And so, in Jesus' day, there was, spiritually speaking, the haves and the have-nots. The haves perceived themselves as having God's love, and the have-nots believed that they were quite beyond it. To change this view, Jesus told the story of the prodigal son.

I have preached many sermons on this parable but rarely during my ministry, or at least as far as I recall, I have never preached this story from the vantage point of the father...

Priceless Scribbles 

Rev. Richard Fairchild tells about a story that appeared years ago in the Christian Reader. It was called "Priceless Scribbles." It concerns a father who touched his child's life in an unexpected way. A young boy watched as his father walked into the living room. The boy noticed that his younger brother, John, began to cower slightly as his father entered. The older boy sensed that John had done something wrong. Then he saw from a distance what his brother had done. The younger boy had opened his father's brand new hymnal and scribbled all over the first page with a pen. 

Staring at their father fearfully, both brothers waited for John's punishment. Their father picked up his prized hymnal, looked at it carefully and then sat down, without saying a word. Books were precious to him; he was a minister with several academic degrees. For him, books were knowledge. What he did next was remarkable, says the author of this story. Instead of punishing his brother, instead of scolding, or yelling, his father took the pen from the little boy's hand, and then wrote in the book himself, alongside the scribbles that John had made. Here is what that father wrote: "John's work, 1959, age 2. How many times have I looked into your beautiful face and into your warm, alert eyes looking up at me and thanked God for the one who has now scribbled in my new hymnal. You have made the book sacred, as have your brother and sister to so much of my life."

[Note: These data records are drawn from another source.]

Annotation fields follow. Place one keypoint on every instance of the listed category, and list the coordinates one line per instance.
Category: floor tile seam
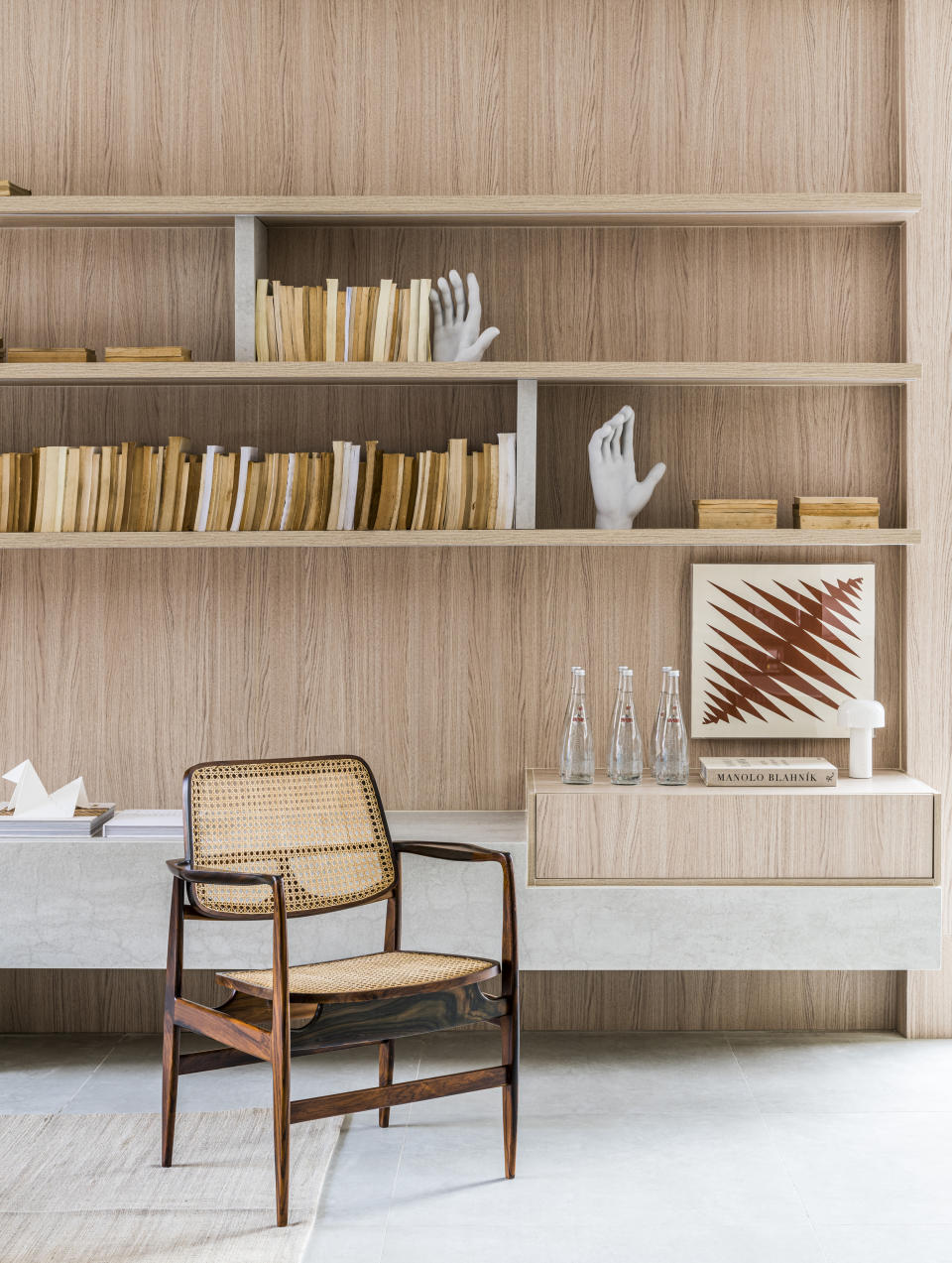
(91, 1074)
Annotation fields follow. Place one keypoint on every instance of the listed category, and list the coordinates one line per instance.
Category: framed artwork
(776, 649)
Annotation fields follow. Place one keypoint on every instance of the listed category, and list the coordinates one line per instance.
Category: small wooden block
(51, 354)
(836, 513)
(137, 354)
(735, 514)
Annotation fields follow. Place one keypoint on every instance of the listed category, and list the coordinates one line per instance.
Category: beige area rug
(88, 1189)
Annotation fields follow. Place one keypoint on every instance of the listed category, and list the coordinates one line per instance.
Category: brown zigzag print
(781, 666)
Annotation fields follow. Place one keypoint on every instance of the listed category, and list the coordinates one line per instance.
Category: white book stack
(146, 823)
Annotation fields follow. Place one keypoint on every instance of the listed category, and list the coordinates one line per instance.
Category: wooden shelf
(721, 208)
(675, 373)
(685, 538)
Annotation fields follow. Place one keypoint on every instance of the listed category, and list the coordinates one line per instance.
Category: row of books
(86, 355)
(380, 323)
(138, 488)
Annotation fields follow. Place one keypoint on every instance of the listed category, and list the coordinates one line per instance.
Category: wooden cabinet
(860, 831)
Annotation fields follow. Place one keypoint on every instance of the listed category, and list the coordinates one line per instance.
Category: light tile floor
(682, 1148)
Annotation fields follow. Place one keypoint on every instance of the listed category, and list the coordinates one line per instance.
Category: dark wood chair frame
(254, 1030)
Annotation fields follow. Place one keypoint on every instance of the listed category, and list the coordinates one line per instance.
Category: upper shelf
(711, 208)
(716, 373)
(571, 538)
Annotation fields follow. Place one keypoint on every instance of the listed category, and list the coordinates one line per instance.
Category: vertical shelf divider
(526, 421)
(250, 263)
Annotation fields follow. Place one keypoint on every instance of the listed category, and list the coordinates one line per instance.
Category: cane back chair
(273, 838)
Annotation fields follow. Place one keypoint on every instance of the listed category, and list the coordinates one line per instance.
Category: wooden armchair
(298, 837)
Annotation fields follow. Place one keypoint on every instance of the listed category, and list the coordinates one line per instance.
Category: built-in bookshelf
(364, 540)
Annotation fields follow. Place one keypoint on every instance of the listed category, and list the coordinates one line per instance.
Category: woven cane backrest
(317, 822)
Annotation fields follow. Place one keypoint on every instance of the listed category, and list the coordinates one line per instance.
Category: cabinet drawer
(694, 833)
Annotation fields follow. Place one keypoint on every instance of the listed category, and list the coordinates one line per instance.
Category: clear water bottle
(659, 715)
(577, 762)
(619, 691)
(670, 766)
(625, 749)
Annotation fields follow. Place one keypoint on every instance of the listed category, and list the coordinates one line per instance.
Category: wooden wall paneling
(927, 1008)
(725, 1000)
(638, 293)
(130, 1000)
(447, 670)
(119, 287)
(629, 96)
(725, 442)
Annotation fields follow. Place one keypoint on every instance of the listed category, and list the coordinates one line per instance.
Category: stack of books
(51, 354)
(380, 323)
(84, 822)
(138, 488)
(148, 355)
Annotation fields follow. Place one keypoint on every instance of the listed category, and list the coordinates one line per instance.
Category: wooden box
(735, 514)
(836, 513)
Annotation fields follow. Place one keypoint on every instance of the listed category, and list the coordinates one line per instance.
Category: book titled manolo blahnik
(768, 772)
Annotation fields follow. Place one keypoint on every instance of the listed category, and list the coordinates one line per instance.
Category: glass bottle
(577, 762)
(625, 749)
(659, 713)
(670, 766)
(619, 691)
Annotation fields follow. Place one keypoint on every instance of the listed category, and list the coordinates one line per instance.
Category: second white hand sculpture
(619, 496)
(457, 314)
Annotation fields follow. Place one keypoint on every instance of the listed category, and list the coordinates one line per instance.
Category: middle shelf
(659, 538)
(671, 373)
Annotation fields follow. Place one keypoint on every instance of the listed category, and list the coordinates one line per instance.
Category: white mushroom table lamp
(861, 717)
(619, 496)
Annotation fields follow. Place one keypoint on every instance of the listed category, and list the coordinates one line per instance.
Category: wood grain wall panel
(928, 162)
(130, 1000)
(726, 441)
(447, 670)
(507, 96)
(119, 287)
(639, 293)
(659, 1000)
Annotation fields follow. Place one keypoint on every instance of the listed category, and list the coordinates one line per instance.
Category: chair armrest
(451, 851)
(222, 877)
(509, 955)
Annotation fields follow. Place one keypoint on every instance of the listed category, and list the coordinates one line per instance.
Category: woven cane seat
(380, 974)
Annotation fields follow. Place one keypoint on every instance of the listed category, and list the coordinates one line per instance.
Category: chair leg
(509, 1030)
(170, 1086)
(385, 1077)
(281, 1082)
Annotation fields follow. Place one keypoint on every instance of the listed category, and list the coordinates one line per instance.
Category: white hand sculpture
(456, 319)
(619, 496)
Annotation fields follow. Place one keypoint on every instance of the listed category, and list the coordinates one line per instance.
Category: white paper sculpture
(457, 315)
(31, 801)
(619, 496)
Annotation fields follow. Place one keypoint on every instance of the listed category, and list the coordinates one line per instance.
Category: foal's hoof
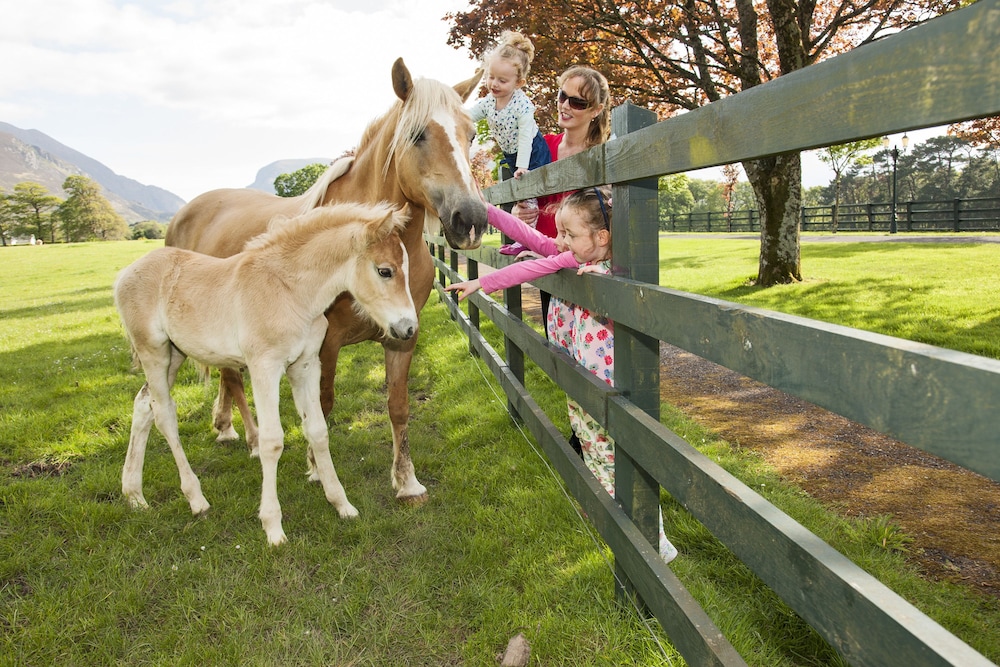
(227, 435)
(137, 503)
(200, 507)
(413, 501)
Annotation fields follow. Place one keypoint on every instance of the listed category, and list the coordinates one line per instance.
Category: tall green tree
(5, 218)
(86, 215)
(30, 207)
(297, 182)
(839, 158)
(672, 56)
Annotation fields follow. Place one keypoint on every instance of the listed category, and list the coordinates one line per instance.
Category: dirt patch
(952, 514)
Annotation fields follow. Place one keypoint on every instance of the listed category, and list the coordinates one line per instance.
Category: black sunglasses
(577, 103)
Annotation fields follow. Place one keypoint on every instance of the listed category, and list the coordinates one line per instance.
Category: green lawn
(498, 549)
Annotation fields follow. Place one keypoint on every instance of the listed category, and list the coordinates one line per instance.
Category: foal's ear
(402, 83)
(466, 88)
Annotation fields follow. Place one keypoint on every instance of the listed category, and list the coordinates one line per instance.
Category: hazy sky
(194, 95)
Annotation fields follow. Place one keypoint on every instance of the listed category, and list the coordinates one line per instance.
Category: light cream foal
(263, 309)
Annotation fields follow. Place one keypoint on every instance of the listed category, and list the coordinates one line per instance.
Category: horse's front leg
(265, 378)
(397, 369)
(231, 391)
(303, 375)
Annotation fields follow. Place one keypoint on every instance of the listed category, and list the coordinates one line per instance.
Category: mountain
(266, 175)
(30, 155)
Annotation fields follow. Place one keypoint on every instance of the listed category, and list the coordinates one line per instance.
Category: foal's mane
(282, 230)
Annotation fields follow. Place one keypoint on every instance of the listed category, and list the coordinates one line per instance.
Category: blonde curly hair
(514, 48)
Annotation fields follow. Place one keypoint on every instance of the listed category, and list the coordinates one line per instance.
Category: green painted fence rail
(938, 400)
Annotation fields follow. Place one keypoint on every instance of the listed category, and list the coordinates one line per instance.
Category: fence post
(635, 254)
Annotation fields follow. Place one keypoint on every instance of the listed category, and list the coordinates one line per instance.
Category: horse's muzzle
(403, 329)
(463, 224)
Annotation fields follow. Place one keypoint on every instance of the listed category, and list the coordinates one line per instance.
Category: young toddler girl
(510, 114)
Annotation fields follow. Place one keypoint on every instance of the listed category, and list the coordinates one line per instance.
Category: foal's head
(381, 283)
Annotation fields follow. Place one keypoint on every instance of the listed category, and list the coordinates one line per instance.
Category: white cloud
(193, 95)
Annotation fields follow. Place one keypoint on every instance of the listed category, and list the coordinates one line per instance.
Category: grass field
(497, 550)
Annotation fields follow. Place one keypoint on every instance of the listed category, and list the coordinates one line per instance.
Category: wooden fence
(938, 400)
(952, 215)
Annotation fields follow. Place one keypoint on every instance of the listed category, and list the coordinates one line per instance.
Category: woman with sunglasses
(584, 115)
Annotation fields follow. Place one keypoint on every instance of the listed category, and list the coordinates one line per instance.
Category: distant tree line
(941, 168)
(84, 215)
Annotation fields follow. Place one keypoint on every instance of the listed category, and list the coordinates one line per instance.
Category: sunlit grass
(498, 549)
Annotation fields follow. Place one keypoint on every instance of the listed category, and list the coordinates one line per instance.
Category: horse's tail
(313, 197)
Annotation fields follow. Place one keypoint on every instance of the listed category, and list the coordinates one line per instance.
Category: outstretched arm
(464, 289)
(516, 229)
(524, 272)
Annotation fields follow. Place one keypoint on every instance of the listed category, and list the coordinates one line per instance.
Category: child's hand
(528, 216)
(465, 290)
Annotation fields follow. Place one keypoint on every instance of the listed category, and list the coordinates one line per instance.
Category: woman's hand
(465, 290)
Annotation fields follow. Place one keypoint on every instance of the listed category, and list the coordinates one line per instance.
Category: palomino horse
(417, 153)
(264, 309)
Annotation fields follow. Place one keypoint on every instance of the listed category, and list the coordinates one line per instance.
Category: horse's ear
(466, 88)
(402, 83)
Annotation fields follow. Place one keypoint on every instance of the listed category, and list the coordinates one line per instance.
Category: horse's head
(381, 288)
(431, 151)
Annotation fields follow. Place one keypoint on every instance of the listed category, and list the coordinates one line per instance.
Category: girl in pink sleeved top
(583, 224)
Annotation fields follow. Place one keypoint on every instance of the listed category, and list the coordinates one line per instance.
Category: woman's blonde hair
(515, 48)
(594, 88)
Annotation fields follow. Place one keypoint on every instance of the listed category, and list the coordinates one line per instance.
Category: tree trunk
(777, 182)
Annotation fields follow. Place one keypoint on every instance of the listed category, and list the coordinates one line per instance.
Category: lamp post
(895, 157)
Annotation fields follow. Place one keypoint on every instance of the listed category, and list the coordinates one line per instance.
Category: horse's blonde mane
(281, 229)
(313, 197)
(427, 97)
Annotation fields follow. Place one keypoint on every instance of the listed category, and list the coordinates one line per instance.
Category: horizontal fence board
(863, 618)
(928, 397)
(941, 72)
(691, 630)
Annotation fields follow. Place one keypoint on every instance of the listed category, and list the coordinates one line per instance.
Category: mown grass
(498, 549)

"Wow," thought the older brother, "This is punishment?" The author of the story, now an adult, goes on to say how that hymnal became a treasured family possession, how it was tangible proof that their parents loved them, how it taught the lesson that what really matters is people, not objects; patience, not judgment; love, not anger.

Richard Fairchild, adapted by King Duncan

The Patience of a Father 

I remember reading about a guy who stopped in the grocery store on the way home from work to pick up a couple of items for his wife. He wandered around aimlessly for a while searching out the needed groceries. As is often the case in the grocery store, he kept passing this same shopper in almost every aisle. It was another father trying to shop with a totally uncooperative three year old boy in the cart.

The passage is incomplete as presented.